Der oben offene Einrohrrahmen gibt dem Rad die nötige Steifigkeit Die Oversized-Konstruktionen können sich positiv auswirken

von HELMUT DACHALE

Rund ein Viertel aller in Deutschland abgesetzten Velos wird als Stadtrad oder City-Bike verkauft. Für jeden Händler ein Muss. Zum Auftakt der Saison stehen sie in den Läden in der ersten Reihe – und sind angeblich noch komfortabler und noch sicherer geworden. So reden manche Hersteller auch lieber vom Komfortrad, meinen aber meistens den gleichen Typ: das urbane Fahrrad für jeden Tag. Robust, aber wendig. Belastbar und doch einigermaßen schnell.

Was zuerst einmal auffällt: Im Preissegment ab ungefähr 400 Euro hat sich das dicke Rohr durchgesetzt. Selbst bei vielen der so genannten „Herren“-Rahmen – grundsätzlich die stabilste Form überhaupt – ist wenigstens das Unterrohr überaus voluminös geworden. Und bei den Unisex- oder Einrohrmodellen scheint kaum noch ein Konstrukteur auf gewaltiges Gestänge verzichten zu wollen. Gute Verarbeitung vorausgesetzt, gibt das auch dem oben offenen Einrohrrahmen eine brauchbare bis hervorragende Steifigkeit, macht das Fahrrad aber nicht unbedingt schwerer: Der barocke Stil basiert üblicherweise auf einer hochwertigen Stahllegierung – etwa Chrommolybdän (CrMo) – oder auf Aluminium.

„Cromolly“ ist zwar kaum leichter als normaler Stahl, lässt aber dünnere Wandstärken zu, sodass ein derartiger Rahmen spürbar weniger auf die Waage bringt. Möglich ist das, weil CrMo zugfester als unvermischter Stahl ist, überdies soll es die Dauerschwingfestigkeit erhöhen. Anders bei Alu: Sein spezifisches Gewicht beträgt etwa ein Drittel des normalen Stahls. Da es jedoch auch erheblich „weicher“ ist, werden halt Alurohre mit größerem Durchmesser und etwas erhöhter Wandstärke verbaut. Diese angesagten Oversized-Konstruktionen können sich grundsätzlich positiv auswirken. Sie erlauben ordentliche Zuladungen, ohne dass man den sofortigen Rahmenbruch befürchten muss, machen das Fahrrad aber nicht untragbar. Nicht unwichtig beim Einladen in Bus oder Bahn.

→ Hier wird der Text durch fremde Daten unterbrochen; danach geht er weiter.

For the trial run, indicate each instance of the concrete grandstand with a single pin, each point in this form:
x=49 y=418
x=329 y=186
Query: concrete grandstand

Typische Stadträder dieser Bauart werden zum Beispiel unter dem Traditionslabel „Diamant“ angeboten. Nehmen wir das „Beryll“: Für etwa 600 Euro bekommt der Käufer den gehobenen City-Mainstream des Jahrgangs 2002: Alu-Einrohr-Rahmen, Siebengang-Nabenschaltung, die einen Kettenschutz zulässt, Federgabel, Vertrauen erweckende V-Brakes plus Rücktrittbremse, Alufelgen, schöne breite Reifen, Halogenscheinwerfer, Standrücklicht und einen Seitenläufer als Dynamo. Technik, die auf alle Fälle dem derzeitigen Standard entspricht.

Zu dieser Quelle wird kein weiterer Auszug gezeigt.